She replies, “I was presented with the opportunity by the Penguin team, to re-illustrate the book in colour. Aside from being at a complete loss for words to express how happy I was to be working on one of India’s favourite children’s books, I was also extremely nervous about the expectations that came with it. But then again, I was attracted to the challenge, and simply had to do this! It’s an honour to be even associated with the legend in some small way.”
As for how she dealt with the whole thing, from starting line to finish, she explains, “The publishers had a clear vision; they wanted something new. Yet, there was the need to retain the old charm and simplicity, with more illustrations and colour! As a child, I read Malgudi Schooldays over and over again and fondly remember it being my go-to book. So, it was like revisiting an old friend.” The first step was to re-read the book, mark out the potential areas to visualise and illustrate, and get down to creating rough sketches. “We tried to select areas that are vivid in description, and sometimes areas that could possibly be made more exciting if visualised,” she points out, “Once the rough sketches were complete and approved, I got down to the final artwork. There were a lot of new ideas along the process, which we integrated into the final book, like the map of Malgudi on the flipside of the sleeve, more double page spreads, etc.”
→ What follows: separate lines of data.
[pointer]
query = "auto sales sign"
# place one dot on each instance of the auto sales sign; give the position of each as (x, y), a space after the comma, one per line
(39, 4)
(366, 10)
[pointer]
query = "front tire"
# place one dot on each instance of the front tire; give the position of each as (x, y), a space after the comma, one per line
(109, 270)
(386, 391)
Which character did she enjoy working on the most?
She says, “That would most definitely be Swami! I think when you’ve read the book so many times, you feel like you know the character. He’s like a friend and you already have an image of him in your mind; so it’s even more exciting to get that down on paper.”
R K Laxman passed away mere days after the book was launched. Did he get the chance to see the book? “That (his passing away) was immensely sad news. I don’t really know for sure if he had a chance to see it, and all I can hope was that if he did, he liked it.”